Anti-Dutch sentiment in Indonesia was mounting and although de Casparis would have liked to become an Indonesian national, for the sake of the education of his three daughters, Anna, Françoise (born 1950), and Claire (born 1952), the family decided to return to Europe in 1958 when he was offered a position as lecturer in the early history of South and Southeast Asia at SOAS. He was promoted to reader in 1961. At SOAS, De Casparis worked with Chris Hooykaas, reader in Old Javanese, on the textual comparison between the Sanskrit Bhattikavya and the Old Javanese Kakawin Ramayana.
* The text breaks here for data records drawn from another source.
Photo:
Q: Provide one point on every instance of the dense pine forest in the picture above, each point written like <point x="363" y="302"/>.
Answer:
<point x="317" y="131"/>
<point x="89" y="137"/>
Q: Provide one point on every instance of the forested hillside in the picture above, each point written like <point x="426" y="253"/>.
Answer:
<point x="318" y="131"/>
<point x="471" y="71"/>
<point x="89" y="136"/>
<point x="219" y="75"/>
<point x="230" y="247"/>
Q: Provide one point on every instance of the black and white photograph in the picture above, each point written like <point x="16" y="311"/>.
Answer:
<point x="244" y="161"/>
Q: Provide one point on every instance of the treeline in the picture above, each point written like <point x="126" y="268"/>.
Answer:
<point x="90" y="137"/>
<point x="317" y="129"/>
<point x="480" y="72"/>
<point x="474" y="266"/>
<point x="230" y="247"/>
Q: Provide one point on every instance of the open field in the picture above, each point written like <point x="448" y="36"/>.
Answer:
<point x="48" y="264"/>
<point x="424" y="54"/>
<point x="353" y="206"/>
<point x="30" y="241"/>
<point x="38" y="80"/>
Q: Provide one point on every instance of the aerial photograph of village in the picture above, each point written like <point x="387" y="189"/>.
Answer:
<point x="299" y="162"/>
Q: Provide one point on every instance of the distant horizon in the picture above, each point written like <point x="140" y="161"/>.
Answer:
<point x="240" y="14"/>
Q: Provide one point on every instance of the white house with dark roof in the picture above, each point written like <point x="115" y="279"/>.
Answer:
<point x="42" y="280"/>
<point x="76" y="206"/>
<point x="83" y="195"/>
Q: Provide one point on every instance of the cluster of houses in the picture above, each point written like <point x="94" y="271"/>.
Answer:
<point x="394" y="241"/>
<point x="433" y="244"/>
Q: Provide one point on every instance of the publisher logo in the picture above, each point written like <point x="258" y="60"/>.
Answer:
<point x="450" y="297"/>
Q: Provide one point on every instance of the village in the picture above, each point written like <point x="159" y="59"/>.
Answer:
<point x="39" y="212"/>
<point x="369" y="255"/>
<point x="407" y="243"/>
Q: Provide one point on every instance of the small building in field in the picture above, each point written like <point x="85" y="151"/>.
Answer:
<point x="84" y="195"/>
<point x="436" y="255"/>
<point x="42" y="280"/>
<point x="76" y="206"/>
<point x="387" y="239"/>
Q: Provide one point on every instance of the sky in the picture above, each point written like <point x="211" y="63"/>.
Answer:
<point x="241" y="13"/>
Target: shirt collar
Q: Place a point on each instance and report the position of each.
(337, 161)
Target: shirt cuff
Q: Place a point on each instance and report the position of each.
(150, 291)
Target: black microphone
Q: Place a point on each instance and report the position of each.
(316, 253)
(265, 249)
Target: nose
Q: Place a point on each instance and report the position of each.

In 1978 De Casparis returned to Leiden to become professor of the early history and archaeology of South and Southeast Asia at the Department of Languages and Cultures of South and Central Asia (Kern Institute). After 39 years away from the Netherlands, and with a family that did not speak Dutch, he did not feel entirely at home in the formal setting of Dutch academia. Nonetheless his Leiden period was fruitful in terms of publications and the number of students he produced. During his London period, De Casparis had been invited by the University of Hawaii as visiting professor and in 1983 returned to Hawaii to occupy the Burns Chair of History while retaining his Leiden post. After his retirement in 1986 at the age of 70, De Casparis remained active and exercised his right to supervise PhD dissertations to 1991. Many of his students were from Sri Lanka, and this led to his being awarded a Doctor of Letters, honoris causa, by the University of Peradeniya on 22 December 1990. He remained active after his wife died in 1998 and had hoped, in 2000, to return to Indonesia to study the inscriptions at Wadu Paa. He was unable to make the trip, but continued, nonetheless, to work on the inscriptions of Siṇḍok until his death in 2002.
De Casparis was a corresponding member of the Royal Netherlands Academy of Arts and Sciences from 1957 until 1979, when he resigned.[3]